Starting with Microsoft Office 2007, the Office Open XML file formats (ECMA-376) have become the default[2] file format of Microsoft Office.[3][4]



In 2000, Microsoft released an initial version of an XML-based format for Microsoft Excel, which was incorporated in Office XP. In 2002, a new file format for Microsoft Word followed.[5] The Excel and Word formats – known as the Microsoft Office XML formats – were later incorporated into the 2003 release of Microsoft Office.

Microsoft announced in November 2005 that it would co-sponsor standardization of the new version of their XML-based formats through Ecma International, as "Office Open XML".[6]

Standardization process

Microsoft submitted initial material to Ecma International Technical Committee TC45, where it was standardized to become ECMA-376, approved in December 2006.[7]

This standard was then fast-tracked in the Joint Technical Committee 1 of ISO and IEC.

After initially failing to pass, an amended version of the format received the necessary votes for approval as an ISO/IEC Standard as the result of a JTC 1 fast tracking standardization process that concluded in April 2008.[8] The resulting four part International Standard (designated ISO/IEC 29500:2008) was published in November 2008[9] and can be downloaded from the ITTF.[10] A technically equivalent set of texts is published by Ecma as ECMA-376 Office Open XML File Formats - 2nd edition (December 2008); they can be downloaded from their web site.[11]

The ISO standardization of Office Open XML was controversial and embittered, with IBM threatening to leave standards bodies that it said allow dominant corporations like Microsoft to wield undue influence. Microsoft was accused of co-opting the standardization process by leaning on countries to ensure that it got enough votes at the ISO for Office Open XML to pass.[12]


Under the Ecma International code of conduct in patent matters,[13] participating and approving member organisations of ECMA are required to make available their patent rights on a Reasonable and Non Discriminatory (RAND) basis.

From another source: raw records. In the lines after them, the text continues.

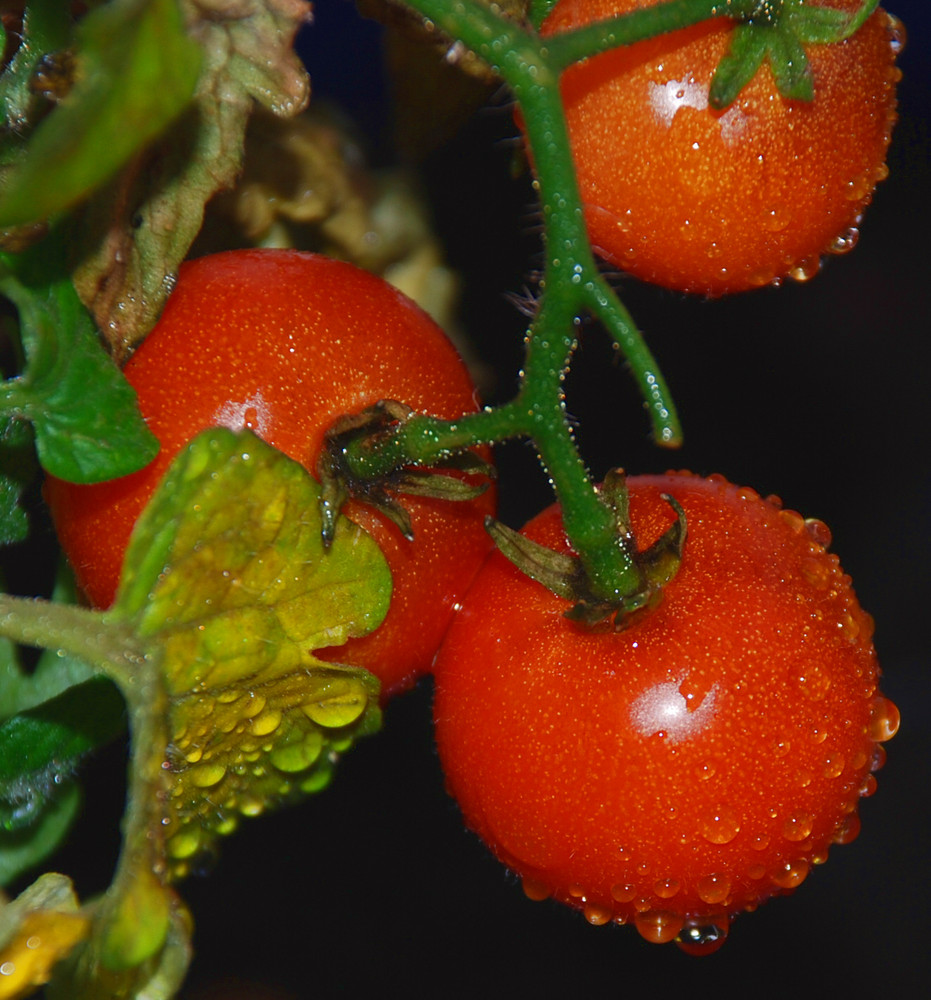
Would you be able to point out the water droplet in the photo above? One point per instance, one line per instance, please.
(798, 826)
(251, 807)
(793, 520)
(884, 720)
(858, 188)
(844, 242)
(761, 277)
(339, 703)
(896, 33)
(266, 723)
(596, 915)
(705, 770)
(847, 830)
(777, 219)
(722, 827)
(298, 756)
(253, 707)
(713, 888)
(790, 875)
(834, 766)
(535, 890)
(816, 571)
(703, 936)
(206, 775)
(183, 844)
(814, 683)
(666, 888)
(623, 893)
(658, 926)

Microsoft, the main contributor to the standard, provided a Covenant Not to Sue[14] for its patent licensing. The covenant received a mixed reception, with some (like the Groklaw blog) criticising it[15] and others (such as Lawrence Rosen, an attorney and lecturer at Stanford Law School) endorsing it.[16]

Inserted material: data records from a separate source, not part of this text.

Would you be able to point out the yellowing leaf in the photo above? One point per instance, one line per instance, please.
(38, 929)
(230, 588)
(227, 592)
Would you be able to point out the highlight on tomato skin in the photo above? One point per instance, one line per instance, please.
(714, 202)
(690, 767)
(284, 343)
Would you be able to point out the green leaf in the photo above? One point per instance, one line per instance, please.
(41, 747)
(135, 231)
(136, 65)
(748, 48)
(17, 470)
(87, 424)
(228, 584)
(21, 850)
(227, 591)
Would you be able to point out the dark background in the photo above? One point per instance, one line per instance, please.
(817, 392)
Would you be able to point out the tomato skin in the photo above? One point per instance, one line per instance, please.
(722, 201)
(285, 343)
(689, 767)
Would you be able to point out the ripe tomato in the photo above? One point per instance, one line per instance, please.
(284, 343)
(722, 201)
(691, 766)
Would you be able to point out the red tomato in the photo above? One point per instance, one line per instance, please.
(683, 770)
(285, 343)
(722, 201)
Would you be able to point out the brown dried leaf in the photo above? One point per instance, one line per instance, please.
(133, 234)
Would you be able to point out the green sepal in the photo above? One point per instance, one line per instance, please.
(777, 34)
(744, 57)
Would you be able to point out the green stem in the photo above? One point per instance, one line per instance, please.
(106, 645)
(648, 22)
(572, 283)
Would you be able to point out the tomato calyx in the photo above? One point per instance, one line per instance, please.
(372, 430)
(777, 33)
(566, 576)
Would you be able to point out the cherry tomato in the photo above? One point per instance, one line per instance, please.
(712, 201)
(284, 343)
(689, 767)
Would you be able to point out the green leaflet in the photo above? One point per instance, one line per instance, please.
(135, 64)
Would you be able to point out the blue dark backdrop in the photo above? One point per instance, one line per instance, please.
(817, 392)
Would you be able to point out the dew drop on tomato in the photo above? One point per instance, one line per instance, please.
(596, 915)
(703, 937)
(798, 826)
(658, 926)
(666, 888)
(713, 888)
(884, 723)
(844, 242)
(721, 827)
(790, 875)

Microsoft has added the format to their Open Specification Promise[17] in which

"Microsoft irrevocably promises not to assert any Microsoft Necessary Claims against you for making, using, selling, offering for sale, importing or distributing any implementation to the extent it conforms to a Covered Specification [...]"

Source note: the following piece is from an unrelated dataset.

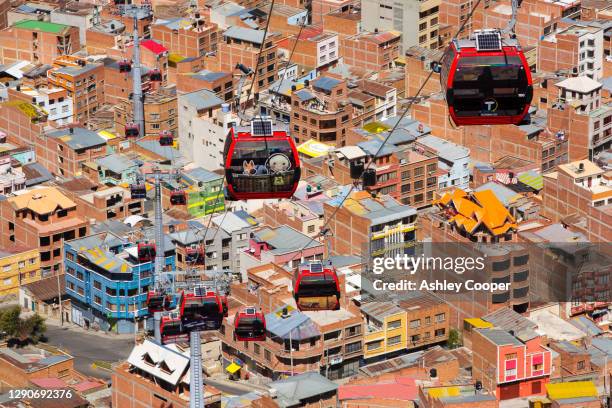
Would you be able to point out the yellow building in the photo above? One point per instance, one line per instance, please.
(385, 329)
(18, 267)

This is limited to applications which do not deviate from the ISO/IEC 29500:2008 or Ecma-376 standard and to parties that do not "file, maintain or voluntarily participate in a patent infringement lawsuit against a Microsoft implementation of such Covered Specification".[18][19] The Open Specification Promise was included in documents submitted to ISO/IEC in support of the ECMA-376 fast track submission.[20] Ecma International asserted that, "The OSP enables both open source and commercial software to implement [the specification]".[21]

Richard Stallman of the Free Software Foundation has stated that "Microsoft offers a gratis patent license for OOXML on terms which do not allow free implementations".[22]


The Office Open XML specification exists in a number of versions.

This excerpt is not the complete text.